Thieves and Poets can be divided into two sections. The first is the three part title suite composed by McLaughlin. The second consists of four jazz standards played with McLaughlin's usual adroitness: “My Foolish Heart,” “The Dolphin,” “Stella by Starlight,” and “My Romance.” Parts II and III of the suite and the standards feature The Aighetta Quartet. The orchestra on this recording is I Pommeriggi Musicali di Milano. Both ensembles provide the lush and beautiful backdrop for McLaughlin's composition and the understated classics. So, like Sketches of Spain, this project straddles the worlds of jazz and classical music. I think the result is something is likely to satisfy people in both camps. But only to a degree.
Where Sketches is a fully realized, coherent collaboration between Miles Davis and Gil Evans, Thieves and Poets is really a disc with two distinct, and not uniform, halves. The suite wants to be like the majestic “Concerto de Aranjuez,” and as a classical piece, it almost is.

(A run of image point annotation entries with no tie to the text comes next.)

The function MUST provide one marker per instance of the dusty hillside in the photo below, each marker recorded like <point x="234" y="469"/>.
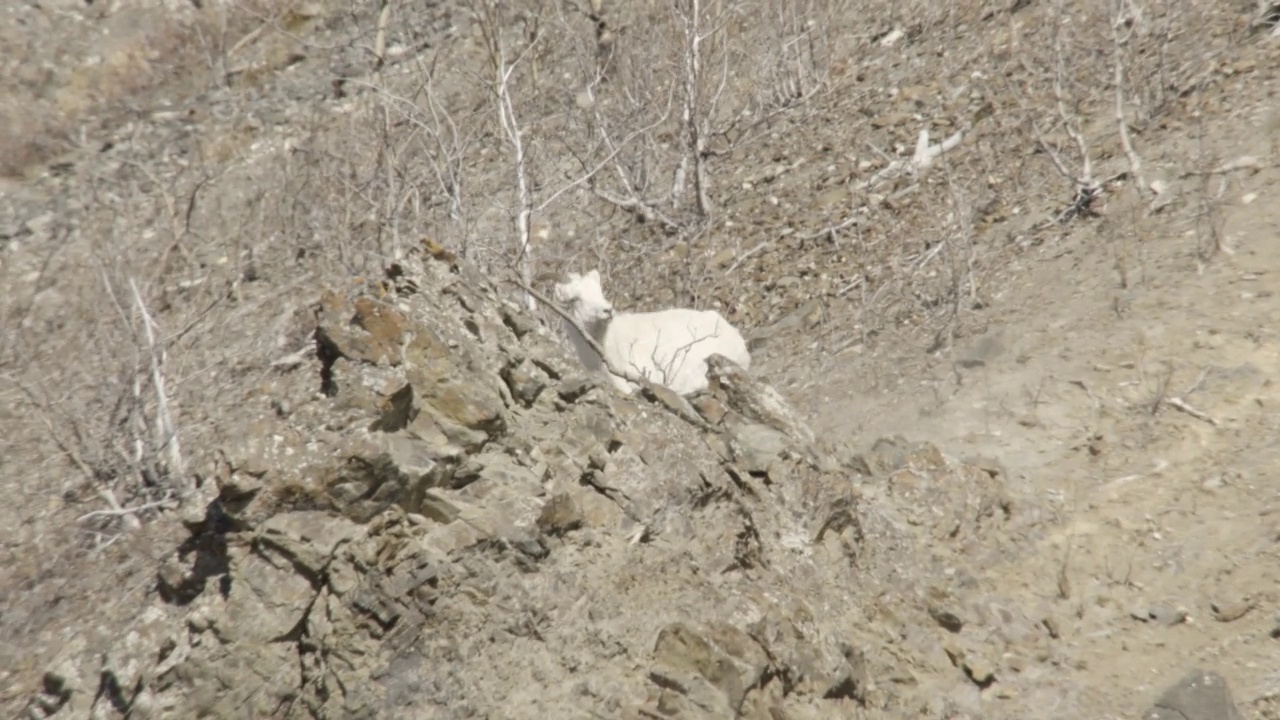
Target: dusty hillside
<point x="282" y="437"/>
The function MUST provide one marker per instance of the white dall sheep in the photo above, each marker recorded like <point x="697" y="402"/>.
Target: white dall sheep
<point x="668" y="347"/>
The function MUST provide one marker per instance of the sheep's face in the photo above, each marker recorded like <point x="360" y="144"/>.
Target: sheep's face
<point x="584" y="299"/>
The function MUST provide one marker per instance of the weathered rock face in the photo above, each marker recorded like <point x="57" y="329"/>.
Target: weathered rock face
<point x="460" y="525"/>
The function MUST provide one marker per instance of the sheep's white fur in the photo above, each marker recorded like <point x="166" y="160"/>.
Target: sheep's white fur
<point x="668" y="347"/>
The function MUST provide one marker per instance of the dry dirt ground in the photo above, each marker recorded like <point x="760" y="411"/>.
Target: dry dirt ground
<point x="1121" y="368"/>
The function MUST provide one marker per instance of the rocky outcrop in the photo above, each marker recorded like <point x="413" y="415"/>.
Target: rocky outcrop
<point x="457" y="524"/>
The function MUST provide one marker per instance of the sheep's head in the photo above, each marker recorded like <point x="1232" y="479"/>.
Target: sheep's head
<point x="584" y="299"/>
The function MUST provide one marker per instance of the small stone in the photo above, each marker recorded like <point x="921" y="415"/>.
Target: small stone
<point x="1229" y="611"/>
<point x="1197" y="696"/>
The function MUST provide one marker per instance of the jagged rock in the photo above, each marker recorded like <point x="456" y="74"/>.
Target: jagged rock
<point x="1200" y="695"/>
<point x="455" y="528"/>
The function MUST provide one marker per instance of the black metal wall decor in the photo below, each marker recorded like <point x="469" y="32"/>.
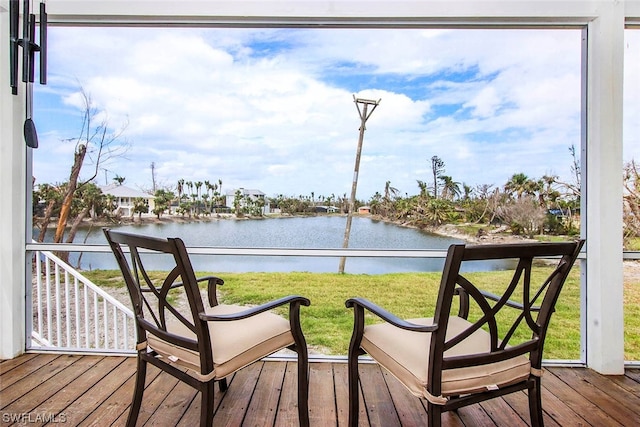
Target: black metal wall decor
<point x="29" y="49"/>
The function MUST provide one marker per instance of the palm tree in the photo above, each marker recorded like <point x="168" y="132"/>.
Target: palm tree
<point x="424" y="193"/>
<point x="437" y="167"/>
<point x="450" y="188"/>
<point x="180" y="189"/>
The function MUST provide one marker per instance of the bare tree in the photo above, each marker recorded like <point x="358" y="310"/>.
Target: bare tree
<point x="437" y="167"/>
<point x="98" y="143"/>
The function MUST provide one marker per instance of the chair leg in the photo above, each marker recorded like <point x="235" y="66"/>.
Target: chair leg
<point x="141" y="375"/>
<point x="303" y="386"/>
<point x="354" y="402"/>
<point x="206" y="404"/>
<point x="535" y="403"/>
<point x="434" y="415"/>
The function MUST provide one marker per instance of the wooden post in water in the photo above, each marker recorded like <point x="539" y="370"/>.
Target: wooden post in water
<point x="354" y="185"/>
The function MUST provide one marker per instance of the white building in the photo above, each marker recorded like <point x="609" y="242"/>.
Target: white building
<point x="247" y="195"/>
<point x="124" y="198"/>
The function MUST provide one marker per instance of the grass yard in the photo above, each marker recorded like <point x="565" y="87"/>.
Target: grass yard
<point x="327" y="324"/>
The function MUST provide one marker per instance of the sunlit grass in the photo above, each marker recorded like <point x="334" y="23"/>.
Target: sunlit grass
<point x="327" y="324"/>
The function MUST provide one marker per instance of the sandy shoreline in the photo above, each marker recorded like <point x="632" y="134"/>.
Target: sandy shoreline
<point x="494" y="235"/>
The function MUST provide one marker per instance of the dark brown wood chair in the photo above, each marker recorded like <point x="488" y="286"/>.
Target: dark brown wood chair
<point x="456" y="359"/>
<point x="199" y="345"/>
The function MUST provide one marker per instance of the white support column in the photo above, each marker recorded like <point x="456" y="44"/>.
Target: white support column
<point x="604" y="299"/>
<point x="12" y="210"/>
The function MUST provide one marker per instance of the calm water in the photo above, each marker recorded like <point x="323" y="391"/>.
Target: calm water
<point x="297" y="232"/>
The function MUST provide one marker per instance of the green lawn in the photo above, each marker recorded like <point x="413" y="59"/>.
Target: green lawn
<point x="327" y="323"/>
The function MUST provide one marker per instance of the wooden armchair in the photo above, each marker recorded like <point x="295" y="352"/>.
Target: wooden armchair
<point x="456" y="360"/>
<point x="199" y="345"/>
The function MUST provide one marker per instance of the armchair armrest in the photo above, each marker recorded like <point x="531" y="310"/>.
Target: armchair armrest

But Davis’ genius was that he could use the orchestra as he did his band, and so his version of the Rodrigo composition almost seems to be his own, yet without losing the essentials of the original. So what Davis did was both classical and jazz. But McLaughlin has a powerful work for the orchestra, and nothing more. Ironically, “Concerto De Aranjuez” is a work for guitar and orchestra.
That suite is very much worth listening to, but with the other four tunes, the record as a whole is jarring. The standards are rendered beautifully here, if not that special in terms of improvisation, and come off as little afterthoughts. Pretty, but afterthoughts nonetheless. One might get the impression after a few listens that McLaughlin didn’t have enough of either and so he just stuck them together.
I would rather have had either two separate projects or a double disc opus with the classical material on one and the jazz classics on the other. Far be it from me to say the two genres don’t belong together. But here it doesn’t work quite so well as music lovers know is possible.